ACTE II - SCENE VII
FEDOR IVANOVITCH (sur le seuil de la porte.)
Vous êtes seul? Il n'y a pas de dames ici? (Il entre.)
C'est l'orage qui m'a réveillé. Une pluie formidable! Quelle heure est-il ?
VOINITZKI
Le diable le sait!
FEDOR IVANOVITCH
J'ai cru entendre tout à l'heure la voix d'Eléna Andréevna.
VOINITZKI
Elle sort d'ici.
FEDOR IVANOVITCH
Quelle femme splendide! (Il examine les fioles qui sont sur la table.)
Qu'est-ce que c'est? Des pastilles de menthe? (Il en mange plusieurs.)
Oui, une femme splendide… Que se passe-t-il? Le professeur est malade?
VOINITZKI
Oui.
FEDOR IVANOVITCH
A quoi sert une existence pareille? On raconte que les Anciens précipitaient les enfants faibles et chétifs du haut du mont Blanc. C'est des types dans son genre qu'il faudrait jeter dans un gouffre!

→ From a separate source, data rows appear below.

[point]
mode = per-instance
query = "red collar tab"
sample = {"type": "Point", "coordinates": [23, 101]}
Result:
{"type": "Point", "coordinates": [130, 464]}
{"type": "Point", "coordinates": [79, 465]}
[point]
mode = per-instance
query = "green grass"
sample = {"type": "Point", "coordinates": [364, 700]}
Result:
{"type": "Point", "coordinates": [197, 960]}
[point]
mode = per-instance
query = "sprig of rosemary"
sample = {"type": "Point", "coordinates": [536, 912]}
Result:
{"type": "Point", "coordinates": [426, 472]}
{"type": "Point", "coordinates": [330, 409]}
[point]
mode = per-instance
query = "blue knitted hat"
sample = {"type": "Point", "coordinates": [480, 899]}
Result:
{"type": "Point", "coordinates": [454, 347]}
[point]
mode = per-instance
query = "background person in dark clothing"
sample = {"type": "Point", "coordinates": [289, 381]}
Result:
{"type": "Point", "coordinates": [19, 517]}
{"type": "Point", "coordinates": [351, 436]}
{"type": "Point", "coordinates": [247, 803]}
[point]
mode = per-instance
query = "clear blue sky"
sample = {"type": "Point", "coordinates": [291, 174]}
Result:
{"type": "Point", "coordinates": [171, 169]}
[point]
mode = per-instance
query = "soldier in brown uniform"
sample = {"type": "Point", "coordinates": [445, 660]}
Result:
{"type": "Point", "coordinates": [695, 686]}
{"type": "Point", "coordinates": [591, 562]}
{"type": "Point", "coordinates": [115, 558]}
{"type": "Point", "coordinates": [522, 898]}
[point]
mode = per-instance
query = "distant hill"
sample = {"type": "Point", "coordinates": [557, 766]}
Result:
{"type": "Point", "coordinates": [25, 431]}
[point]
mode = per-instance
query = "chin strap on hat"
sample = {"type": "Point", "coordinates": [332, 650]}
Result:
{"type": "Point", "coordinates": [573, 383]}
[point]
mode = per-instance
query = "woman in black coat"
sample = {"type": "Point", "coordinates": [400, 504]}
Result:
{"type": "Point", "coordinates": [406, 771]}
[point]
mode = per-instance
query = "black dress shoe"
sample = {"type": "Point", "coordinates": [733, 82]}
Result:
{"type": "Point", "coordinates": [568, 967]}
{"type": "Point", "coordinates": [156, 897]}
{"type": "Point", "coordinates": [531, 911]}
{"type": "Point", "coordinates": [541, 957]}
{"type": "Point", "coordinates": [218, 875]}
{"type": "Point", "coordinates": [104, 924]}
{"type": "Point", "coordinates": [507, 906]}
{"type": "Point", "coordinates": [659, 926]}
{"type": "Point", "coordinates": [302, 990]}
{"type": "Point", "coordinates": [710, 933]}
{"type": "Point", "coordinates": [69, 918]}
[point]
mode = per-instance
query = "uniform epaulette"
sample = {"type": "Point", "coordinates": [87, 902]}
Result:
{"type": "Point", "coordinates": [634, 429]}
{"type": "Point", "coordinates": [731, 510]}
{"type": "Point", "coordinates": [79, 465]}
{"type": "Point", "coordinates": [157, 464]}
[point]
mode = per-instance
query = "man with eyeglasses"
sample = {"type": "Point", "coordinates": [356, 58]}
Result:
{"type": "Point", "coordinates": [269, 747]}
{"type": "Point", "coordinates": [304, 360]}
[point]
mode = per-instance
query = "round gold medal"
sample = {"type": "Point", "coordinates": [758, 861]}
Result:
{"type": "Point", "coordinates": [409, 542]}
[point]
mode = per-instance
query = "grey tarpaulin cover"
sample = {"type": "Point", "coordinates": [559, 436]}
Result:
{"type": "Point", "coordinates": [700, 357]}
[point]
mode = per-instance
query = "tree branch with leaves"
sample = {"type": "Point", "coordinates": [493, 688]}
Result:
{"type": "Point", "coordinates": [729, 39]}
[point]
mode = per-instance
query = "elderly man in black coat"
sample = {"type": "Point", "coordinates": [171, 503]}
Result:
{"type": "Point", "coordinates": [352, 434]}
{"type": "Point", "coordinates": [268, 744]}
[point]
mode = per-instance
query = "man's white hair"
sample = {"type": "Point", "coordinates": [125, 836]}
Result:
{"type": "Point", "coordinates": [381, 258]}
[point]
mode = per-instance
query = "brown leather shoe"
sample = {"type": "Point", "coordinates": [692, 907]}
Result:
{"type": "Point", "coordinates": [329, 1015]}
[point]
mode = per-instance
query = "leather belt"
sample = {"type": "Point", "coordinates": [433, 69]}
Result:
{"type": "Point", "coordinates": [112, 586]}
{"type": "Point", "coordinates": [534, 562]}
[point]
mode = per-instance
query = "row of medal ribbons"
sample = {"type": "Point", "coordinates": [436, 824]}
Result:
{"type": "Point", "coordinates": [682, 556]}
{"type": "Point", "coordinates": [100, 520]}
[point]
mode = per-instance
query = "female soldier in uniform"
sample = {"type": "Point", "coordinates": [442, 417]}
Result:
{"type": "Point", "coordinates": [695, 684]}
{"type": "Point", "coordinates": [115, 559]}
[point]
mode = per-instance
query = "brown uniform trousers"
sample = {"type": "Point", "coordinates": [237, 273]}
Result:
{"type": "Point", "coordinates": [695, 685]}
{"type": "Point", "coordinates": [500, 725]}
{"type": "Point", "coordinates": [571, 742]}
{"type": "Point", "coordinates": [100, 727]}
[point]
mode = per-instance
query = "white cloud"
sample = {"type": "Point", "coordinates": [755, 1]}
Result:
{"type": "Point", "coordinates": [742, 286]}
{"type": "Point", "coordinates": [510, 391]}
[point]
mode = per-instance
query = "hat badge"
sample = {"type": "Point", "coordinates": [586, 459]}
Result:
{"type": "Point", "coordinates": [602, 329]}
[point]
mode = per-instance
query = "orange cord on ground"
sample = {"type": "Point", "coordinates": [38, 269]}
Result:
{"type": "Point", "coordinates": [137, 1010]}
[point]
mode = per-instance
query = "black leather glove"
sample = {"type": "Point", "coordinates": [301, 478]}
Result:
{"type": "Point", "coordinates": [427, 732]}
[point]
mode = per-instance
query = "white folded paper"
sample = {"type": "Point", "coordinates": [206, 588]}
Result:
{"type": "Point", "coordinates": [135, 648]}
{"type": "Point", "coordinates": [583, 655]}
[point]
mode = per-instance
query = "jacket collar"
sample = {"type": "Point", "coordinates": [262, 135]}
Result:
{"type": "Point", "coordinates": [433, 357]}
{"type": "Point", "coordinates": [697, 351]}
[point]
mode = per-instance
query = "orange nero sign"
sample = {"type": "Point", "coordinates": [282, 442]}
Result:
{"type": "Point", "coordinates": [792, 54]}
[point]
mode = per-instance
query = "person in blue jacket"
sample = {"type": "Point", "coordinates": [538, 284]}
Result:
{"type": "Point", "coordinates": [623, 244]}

VOINITZKI (avec irritation.)
De la Roche tarpéienne et non pas du mont Blanc! Quelle ignorance crasse!
FEDOR IVANOVITCH
Va pour la Roche, je m'en fiche pas mal. Pourquoi es-tu si triste ce soir? Tu plains le professeur, ou quoi?
VOINITZKI
Laisse-moi tranquille.
(Un temps.)
FEDOR IVANOVITCH
Ou bien serais-tu amoureux de sa femme? Hein? Eh bien… à ta guise, soupire, si tu veux, seulement écoute-moi : si j'apprends qu'il y a seulement un mot de vrai dans les potins qui courent un peu partout, je serai sans pitié : je te précipiterai de la Roche tarpéienne…
VOINITZKI
Elle est mon amie.
FEDOR IVANOVITCH
Déjà?
VOINITZKI
Qu'est-ce que cela veut dire : déjà?
FEDOR IVANOVITCH
Une femme ne peut être une amie pour nous qu'après avoir été une camarade, puis une maîtresse.
VOINITZKI
C'est une philosophie bien vulgaire.
FEDOR IVANOVITCH
Bon prétexte pour boire un coup. Viens, je crois qu'il me reste de la Chartreuse. Nous allons en boire et, à l'aube, nous irons chez moi. Ça vous va-t-y? J'ai un intendant, Luc, qui ne dit jamais "cela vous va?", mais toujours "ça vous va-t-y?" Un sacré gredin, d'ailleurs. Alors, ça vous va-ty? (Voyant SONIA qui entre.)
Seigneur! Excusez-moi, je n'ai pas de cravate!